5 machine learning concepts. Under 30 seconds each.

Resource Link
Papers Links in References section
Video Five ML Concepts #28
Video
Comments Discord

References

Concept Reference
Lottery Ticket Hypothesis The Lottery Ticket Hypothesis (Frankle & Carlin 2019)
Sparse Activation Sparsely-Gated Mixture-of-Experts (Shazeer et al. 2017)
Conditional Computation Sparsely-Gated MoE + Switch Transformers
Inference Parallelism Megatron-LM (Shoeybi et al. 2019)
Compute Optimality Chinchilla Scaling Laws (Hoffmann et al. 2022)

Today’s Five

1. Lottery Ticket Hypothesis

Large neural networks contain smaller subnetworks that, when trained from the right initialization, achieve similar performance. These “winning tickets” exist before training begins.

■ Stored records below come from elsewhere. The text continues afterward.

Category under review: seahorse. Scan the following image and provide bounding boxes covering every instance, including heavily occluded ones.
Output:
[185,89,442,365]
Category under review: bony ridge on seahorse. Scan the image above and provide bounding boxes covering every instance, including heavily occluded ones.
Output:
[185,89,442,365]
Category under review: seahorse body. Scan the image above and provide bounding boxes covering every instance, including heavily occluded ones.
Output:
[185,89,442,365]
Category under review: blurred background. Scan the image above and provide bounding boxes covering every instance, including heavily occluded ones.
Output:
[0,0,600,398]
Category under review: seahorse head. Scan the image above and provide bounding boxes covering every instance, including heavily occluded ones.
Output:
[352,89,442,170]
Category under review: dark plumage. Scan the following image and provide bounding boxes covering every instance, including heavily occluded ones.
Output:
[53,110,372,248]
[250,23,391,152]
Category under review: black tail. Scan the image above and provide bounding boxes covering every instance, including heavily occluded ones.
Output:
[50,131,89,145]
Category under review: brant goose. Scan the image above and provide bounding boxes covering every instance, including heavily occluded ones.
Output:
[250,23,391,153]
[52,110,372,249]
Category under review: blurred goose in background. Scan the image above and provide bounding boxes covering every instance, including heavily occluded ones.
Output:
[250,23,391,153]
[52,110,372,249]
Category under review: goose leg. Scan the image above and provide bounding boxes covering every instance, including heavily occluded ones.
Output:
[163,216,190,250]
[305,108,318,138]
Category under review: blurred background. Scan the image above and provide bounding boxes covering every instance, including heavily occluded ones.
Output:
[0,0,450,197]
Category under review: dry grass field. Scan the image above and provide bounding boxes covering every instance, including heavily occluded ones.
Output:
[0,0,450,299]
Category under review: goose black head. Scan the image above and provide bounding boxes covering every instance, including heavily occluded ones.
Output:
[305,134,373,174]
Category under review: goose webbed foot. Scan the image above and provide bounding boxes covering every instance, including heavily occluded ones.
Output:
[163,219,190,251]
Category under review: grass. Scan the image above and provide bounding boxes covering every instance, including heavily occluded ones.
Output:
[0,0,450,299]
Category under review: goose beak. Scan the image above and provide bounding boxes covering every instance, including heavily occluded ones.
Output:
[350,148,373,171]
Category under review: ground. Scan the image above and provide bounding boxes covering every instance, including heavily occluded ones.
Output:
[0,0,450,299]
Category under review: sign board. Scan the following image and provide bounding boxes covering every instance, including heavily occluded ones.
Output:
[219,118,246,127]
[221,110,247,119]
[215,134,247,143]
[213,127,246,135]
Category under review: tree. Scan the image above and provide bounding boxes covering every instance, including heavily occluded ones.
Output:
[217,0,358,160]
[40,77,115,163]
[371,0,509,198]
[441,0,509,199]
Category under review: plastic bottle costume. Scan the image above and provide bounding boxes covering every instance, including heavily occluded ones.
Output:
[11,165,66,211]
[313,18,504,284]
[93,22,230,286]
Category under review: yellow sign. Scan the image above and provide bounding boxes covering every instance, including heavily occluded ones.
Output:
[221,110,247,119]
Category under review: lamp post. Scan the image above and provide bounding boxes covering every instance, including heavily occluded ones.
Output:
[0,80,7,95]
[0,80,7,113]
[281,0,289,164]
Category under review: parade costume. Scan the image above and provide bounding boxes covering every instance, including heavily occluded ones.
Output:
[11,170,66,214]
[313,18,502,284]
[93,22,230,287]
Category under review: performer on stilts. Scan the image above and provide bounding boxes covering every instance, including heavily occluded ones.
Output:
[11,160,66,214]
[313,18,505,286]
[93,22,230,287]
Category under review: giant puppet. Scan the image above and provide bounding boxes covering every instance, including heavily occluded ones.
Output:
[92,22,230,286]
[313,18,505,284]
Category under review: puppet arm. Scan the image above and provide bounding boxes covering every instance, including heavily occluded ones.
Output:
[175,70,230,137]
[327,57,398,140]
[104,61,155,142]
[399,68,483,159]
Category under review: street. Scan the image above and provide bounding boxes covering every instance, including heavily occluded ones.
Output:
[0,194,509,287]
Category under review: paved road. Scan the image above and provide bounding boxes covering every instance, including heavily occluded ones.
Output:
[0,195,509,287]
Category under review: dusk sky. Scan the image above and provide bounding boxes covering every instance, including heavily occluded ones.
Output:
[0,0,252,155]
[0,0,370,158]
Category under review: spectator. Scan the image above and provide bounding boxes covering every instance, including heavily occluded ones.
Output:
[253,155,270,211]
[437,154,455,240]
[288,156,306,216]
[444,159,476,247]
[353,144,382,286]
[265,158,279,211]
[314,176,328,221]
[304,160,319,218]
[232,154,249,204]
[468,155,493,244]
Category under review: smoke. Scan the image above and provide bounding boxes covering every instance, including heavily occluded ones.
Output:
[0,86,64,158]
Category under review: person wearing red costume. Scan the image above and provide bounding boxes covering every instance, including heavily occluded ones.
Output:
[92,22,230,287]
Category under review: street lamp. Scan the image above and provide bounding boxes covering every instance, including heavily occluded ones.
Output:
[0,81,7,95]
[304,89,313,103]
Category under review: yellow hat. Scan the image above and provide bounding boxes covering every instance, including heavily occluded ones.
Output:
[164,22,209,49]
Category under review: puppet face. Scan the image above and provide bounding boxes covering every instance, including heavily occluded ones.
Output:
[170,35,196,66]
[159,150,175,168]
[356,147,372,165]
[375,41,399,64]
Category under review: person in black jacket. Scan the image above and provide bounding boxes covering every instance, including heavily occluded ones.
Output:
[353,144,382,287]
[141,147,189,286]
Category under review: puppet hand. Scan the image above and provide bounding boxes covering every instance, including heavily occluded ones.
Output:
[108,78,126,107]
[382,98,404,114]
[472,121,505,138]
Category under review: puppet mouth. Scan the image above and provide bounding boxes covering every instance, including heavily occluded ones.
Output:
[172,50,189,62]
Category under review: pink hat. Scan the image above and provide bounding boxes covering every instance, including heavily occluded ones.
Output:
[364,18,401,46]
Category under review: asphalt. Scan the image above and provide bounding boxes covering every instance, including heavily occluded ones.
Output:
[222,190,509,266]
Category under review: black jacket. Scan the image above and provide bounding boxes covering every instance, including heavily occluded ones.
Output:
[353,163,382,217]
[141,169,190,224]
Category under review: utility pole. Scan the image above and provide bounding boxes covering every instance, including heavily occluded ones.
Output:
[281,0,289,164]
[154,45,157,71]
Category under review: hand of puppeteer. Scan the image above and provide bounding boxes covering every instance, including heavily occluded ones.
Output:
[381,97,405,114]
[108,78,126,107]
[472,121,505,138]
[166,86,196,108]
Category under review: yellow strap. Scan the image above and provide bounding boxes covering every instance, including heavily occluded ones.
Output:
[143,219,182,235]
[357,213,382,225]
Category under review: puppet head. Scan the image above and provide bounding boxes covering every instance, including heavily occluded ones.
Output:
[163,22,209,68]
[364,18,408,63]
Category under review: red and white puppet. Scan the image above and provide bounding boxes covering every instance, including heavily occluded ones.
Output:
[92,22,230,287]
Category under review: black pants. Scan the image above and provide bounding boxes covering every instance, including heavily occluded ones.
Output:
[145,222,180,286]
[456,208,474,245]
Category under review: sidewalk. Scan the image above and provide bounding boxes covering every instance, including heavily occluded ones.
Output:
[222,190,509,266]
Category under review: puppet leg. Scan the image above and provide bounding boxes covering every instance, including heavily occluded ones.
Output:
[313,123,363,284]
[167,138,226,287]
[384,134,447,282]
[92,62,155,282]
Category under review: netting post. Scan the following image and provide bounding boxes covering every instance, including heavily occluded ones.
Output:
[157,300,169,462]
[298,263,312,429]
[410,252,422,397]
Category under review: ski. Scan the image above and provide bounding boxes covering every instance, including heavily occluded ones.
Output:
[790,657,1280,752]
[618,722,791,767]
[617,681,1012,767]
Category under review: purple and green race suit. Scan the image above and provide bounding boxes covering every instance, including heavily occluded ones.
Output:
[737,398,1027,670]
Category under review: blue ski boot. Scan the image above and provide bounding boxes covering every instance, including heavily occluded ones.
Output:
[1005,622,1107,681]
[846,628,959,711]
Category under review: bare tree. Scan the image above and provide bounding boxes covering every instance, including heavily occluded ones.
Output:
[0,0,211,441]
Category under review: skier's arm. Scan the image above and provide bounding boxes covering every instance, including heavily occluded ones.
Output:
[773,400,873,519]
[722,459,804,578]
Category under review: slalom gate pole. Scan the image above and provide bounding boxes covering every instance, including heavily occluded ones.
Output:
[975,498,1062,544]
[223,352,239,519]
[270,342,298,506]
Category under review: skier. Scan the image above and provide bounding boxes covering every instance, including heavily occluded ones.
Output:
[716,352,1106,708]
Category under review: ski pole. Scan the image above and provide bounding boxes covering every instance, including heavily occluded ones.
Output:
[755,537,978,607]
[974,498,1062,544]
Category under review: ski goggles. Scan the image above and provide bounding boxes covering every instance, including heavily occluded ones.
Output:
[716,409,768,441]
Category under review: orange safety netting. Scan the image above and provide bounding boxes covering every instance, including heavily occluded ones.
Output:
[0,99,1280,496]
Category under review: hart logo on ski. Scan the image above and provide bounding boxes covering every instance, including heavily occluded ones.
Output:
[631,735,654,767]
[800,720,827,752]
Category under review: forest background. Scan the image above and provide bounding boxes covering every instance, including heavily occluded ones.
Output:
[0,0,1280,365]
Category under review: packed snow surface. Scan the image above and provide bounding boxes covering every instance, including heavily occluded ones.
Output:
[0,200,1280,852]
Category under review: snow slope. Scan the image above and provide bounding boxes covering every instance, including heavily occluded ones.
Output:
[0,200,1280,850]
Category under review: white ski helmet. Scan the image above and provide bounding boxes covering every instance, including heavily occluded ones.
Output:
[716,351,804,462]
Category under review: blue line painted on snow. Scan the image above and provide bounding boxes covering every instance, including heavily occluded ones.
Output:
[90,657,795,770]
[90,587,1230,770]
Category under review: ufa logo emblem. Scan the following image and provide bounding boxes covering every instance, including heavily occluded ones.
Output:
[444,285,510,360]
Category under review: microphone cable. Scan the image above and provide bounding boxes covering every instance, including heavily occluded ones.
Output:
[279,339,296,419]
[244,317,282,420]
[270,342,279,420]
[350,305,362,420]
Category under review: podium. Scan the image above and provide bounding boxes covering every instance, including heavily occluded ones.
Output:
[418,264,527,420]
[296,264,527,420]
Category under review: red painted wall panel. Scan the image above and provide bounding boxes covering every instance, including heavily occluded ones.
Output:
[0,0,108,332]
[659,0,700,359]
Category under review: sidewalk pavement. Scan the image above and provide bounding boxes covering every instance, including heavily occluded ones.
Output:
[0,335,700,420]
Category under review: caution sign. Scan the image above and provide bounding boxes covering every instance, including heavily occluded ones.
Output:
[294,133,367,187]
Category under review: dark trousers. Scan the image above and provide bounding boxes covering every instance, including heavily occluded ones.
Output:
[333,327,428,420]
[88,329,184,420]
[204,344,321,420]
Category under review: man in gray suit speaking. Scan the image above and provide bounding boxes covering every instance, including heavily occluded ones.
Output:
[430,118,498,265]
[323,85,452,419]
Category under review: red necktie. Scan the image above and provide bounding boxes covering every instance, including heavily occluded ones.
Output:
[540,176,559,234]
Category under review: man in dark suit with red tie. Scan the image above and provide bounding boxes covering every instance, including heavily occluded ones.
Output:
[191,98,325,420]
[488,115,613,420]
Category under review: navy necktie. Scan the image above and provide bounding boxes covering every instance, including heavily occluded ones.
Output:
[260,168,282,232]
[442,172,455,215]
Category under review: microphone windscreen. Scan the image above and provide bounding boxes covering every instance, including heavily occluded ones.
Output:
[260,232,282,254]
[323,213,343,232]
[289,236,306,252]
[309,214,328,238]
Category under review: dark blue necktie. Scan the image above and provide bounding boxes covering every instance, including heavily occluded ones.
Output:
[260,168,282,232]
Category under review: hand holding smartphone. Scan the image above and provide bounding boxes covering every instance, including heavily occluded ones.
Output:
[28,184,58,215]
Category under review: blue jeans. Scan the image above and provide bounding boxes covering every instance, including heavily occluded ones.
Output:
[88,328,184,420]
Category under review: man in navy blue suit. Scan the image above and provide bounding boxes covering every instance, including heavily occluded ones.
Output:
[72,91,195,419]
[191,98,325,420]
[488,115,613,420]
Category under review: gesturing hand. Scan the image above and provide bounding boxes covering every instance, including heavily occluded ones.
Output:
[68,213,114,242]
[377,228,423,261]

The key insight: you can find and train just the winning subnetwork.

Like finding a winning lottery ticket hidden among many losing ones.

2. Sparse Activation

Only a subset of neurons activate for each input, even in models with many parameters. This allows large capacity without using everything at once.

Mixture-of-experts architectures explicitly design for this pattern.

Like a library where only relevant books light up for each query.

3. Conditional Computation

The model dynamically activates only certain components depending on the input. Different inputs route to different experts or pathways.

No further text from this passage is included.